Communication One: Masculinity as Stressors

Trigger Warning: Racial and Weapon-Related Topics 

    First, one of the group members talked about marriage. I don't know much about marriage since I haven't been in one, and to be honest, I'm not sure if that's a good thing or a bad thing. However, I noticed that in some relationships, men often tend to propose a solution rather than a listener, which is a little concerning. Men often receive less mental health and emotional support, and in impasses like this, they are, or we are, expected to provide a solution directly and independently. This social expectation, which may be somehow related to masculinity, actually leads to a concerning representation. When men are in a relationship, they may tend to provide solutions and "educate" the other party on how to solve the problem instead of listening and offering emotional support. I think I can defend men somehow, that we don't intend to "educate" the other party, but we just have no idea how to provide emotional support. 

    When discussing stressors, the high social expectations men face can be another significant concern. My professor recommended this book: Violence: Reflections on a National Epidemic.
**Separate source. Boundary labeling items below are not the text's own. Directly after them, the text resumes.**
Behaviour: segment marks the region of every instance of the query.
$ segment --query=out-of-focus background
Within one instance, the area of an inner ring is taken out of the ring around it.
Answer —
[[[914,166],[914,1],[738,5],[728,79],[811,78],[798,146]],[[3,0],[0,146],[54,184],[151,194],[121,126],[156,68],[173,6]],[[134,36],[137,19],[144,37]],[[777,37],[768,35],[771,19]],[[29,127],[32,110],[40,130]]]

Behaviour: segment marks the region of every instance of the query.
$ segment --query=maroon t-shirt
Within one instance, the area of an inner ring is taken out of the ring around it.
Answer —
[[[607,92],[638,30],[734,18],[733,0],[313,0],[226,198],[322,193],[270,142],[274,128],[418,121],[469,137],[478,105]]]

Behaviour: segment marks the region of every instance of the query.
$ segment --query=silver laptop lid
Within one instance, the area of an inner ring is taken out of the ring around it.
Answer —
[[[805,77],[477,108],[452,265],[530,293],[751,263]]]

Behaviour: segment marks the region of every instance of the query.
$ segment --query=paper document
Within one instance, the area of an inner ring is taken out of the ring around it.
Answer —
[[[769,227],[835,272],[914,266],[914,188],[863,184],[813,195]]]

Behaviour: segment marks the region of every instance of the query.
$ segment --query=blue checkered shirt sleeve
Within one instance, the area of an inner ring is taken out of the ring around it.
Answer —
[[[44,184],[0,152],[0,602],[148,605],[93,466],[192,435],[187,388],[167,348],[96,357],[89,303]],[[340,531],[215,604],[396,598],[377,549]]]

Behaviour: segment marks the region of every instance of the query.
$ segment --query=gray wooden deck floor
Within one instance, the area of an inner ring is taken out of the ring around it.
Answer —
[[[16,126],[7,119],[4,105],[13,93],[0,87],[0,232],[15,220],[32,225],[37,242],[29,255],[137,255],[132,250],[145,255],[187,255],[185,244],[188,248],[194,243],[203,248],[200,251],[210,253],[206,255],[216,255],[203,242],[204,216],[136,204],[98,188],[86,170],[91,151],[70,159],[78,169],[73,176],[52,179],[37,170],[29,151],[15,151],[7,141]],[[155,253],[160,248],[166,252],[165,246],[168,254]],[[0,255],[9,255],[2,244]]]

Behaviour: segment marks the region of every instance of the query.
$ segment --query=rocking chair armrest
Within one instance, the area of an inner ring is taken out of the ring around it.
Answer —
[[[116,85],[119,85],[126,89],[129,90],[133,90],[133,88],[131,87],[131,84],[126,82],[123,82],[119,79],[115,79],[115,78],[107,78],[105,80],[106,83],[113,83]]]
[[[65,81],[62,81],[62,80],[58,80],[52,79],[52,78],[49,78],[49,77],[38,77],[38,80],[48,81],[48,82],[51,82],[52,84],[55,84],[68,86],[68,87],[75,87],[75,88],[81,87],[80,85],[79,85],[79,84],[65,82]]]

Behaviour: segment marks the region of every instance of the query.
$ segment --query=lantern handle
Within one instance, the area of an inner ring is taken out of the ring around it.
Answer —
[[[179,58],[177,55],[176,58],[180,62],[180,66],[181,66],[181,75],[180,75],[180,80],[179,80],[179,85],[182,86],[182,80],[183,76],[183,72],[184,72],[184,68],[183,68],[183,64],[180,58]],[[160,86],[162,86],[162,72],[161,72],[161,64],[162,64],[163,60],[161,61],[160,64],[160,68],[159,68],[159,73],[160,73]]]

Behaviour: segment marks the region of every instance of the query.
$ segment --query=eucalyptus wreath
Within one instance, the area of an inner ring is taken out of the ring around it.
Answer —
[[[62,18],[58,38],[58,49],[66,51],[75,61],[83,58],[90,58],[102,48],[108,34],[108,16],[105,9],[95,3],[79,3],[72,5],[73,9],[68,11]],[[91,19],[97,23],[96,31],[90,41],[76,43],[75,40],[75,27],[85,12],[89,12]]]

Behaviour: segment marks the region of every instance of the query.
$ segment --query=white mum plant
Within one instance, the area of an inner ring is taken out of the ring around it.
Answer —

This book discusses how lack of support and masculinity threats turn men into monsters that either destroy themselves or, worse, kill others.

    Reflecting on the support I have, I only have maybe a friend or two with whom I feel comfortable sharing my feelings. The other resources I have are school counselors and GuardMe. My family is not a safe place to share my feelings either since they cannot even maintain the minimum confidentially I expected. Expressing emotion can be perceived as a sign of weakness. For the CEU courses provided by CACCF, there is a dedicated course for counseling men about how they can be broken.

    Moving away from East Asian culture, then to the States, and finally coming to Canada, I can feel that the masculinity expectation stresses me less, and I can feel more peace here. In East Asia, the masculinity pressure is from the so-called "traditional values" regarding the patriarchal hierarchy and the importance of the "father" feature. In the States, it is about racial tension as a minority. It is not safe to walk around showing weakness, or you can be an easy target. I often carry a gun and other weapons when going to conservative areas, even in the blue states. Unfortunately, I don't see any signs of improvement right now, and I'm glad I moved to Canada. Does this culture cause harm? Yes, because these social expectations push men all the way back to the bottom of Maslow's pyramid of needs-safety. Being bullied whenever can cause trauma, and trauma causes more stress in the future.